/learn · deck 02 · CDNA / MFMA

CDNA & MFMA — A Distil

Companion to RDNA & WMMA. This deck walks the data-center half of the AMD compute family: the Instinct lineage, the v_mfma_* matrix engine, the HBM3 memory hierarchy, the roofline that decides whether your kernel is memory-bound or compute-bound, and the rocprofv3 counters that actually answer that question.

Where the RDNA deck spent its budget on consumer realities (wave32, GDDR, dispatch over five generations), this deck spends its budget on the data-center invariants: wave64, MFMA tiles, HBM, and a transistor budget that throws away every rasterizer.

01 The roofline model

Two hardware ceilings — compute throughput and memory bandwidth — place an upper bound on any kernel. Arithmetic intensity (FLOPs per byte) decides which one you hit.

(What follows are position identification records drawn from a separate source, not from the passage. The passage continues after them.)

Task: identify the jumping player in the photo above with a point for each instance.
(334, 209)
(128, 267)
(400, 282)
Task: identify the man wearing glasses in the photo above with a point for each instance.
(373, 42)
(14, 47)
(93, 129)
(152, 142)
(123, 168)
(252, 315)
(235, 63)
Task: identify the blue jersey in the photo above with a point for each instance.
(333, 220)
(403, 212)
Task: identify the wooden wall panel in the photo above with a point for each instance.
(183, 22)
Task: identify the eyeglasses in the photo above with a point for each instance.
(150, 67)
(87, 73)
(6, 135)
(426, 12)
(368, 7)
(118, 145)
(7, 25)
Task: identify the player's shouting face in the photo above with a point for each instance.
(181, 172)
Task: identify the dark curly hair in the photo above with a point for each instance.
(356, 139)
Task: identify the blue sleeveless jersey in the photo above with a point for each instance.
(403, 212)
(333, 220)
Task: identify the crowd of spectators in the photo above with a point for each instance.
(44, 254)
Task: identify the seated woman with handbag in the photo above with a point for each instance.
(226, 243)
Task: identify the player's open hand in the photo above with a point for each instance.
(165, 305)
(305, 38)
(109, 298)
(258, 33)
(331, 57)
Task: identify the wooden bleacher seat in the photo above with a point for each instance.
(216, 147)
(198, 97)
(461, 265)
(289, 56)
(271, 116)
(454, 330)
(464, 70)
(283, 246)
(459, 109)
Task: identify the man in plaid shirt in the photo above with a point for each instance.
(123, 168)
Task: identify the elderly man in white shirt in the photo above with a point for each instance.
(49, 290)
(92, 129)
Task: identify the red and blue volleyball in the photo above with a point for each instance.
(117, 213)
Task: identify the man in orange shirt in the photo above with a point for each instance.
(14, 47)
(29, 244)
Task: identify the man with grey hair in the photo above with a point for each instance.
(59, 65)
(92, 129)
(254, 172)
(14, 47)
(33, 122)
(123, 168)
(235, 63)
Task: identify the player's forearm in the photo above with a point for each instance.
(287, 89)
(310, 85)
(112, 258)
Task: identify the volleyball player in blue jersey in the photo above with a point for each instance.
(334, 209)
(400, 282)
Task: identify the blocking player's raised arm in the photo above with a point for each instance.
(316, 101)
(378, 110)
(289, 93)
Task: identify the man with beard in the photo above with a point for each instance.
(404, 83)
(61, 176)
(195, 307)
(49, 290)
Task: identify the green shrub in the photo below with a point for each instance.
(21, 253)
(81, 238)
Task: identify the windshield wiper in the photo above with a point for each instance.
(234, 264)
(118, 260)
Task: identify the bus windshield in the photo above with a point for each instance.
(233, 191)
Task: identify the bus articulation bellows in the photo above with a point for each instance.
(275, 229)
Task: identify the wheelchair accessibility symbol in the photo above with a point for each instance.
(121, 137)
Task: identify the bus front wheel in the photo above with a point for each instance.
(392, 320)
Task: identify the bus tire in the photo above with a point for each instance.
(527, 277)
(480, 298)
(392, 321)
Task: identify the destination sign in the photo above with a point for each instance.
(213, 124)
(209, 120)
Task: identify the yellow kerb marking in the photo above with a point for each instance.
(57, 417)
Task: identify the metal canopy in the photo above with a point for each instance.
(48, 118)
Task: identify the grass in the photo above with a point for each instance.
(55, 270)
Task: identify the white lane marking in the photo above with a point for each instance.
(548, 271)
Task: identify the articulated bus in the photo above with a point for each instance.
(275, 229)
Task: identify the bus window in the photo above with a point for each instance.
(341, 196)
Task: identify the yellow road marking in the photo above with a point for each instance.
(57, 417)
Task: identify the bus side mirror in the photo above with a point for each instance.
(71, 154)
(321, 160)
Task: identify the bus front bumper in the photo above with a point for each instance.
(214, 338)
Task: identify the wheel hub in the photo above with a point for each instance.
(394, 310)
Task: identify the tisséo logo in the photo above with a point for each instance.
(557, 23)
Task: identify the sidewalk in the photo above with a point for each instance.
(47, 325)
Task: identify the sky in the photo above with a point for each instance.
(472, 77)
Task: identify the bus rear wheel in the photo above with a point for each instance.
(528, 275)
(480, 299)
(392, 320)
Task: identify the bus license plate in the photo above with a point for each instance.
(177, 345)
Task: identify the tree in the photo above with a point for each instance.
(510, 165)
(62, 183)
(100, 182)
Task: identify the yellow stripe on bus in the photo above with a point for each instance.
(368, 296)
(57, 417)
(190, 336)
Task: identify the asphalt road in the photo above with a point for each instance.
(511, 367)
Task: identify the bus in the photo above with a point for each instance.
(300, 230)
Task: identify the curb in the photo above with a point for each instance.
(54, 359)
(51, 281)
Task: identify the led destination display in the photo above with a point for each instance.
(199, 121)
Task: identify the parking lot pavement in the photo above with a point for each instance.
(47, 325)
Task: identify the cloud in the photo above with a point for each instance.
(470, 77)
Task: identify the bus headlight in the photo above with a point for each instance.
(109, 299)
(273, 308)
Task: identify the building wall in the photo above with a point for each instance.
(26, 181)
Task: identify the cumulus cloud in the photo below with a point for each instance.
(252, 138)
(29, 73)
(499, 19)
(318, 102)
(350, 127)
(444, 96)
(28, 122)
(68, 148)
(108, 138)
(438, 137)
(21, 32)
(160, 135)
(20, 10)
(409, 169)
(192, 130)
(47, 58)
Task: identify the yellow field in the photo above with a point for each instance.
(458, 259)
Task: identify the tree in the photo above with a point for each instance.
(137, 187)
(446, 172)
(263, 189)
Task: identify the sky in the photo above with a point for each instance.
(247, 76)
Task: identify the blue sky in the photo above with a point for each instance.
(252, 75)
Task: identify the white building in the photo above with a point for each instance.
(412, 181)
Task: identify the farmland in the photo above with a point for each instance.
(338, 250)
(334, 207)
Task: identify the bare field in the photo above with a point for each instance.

fig · roofline, MI300X class

AI = FLOPs ÷ bytes transferred. Left of the ridge = memory-bound → optimize data reuse. Right of the ridge = compute-bound → optimize ALU use.
Algorithm AI scaling: SAXPY O(1) · FFT O(log N) · SGEMM O(N).
The roofline is the only diagnostic that tells you which optimization to try first. Profile, plot, then tune.

02 Profiling — which metrics, and why

rocprofv3 collects hundreds of counters. Three families diagnose a kernel: timing, compute, memory.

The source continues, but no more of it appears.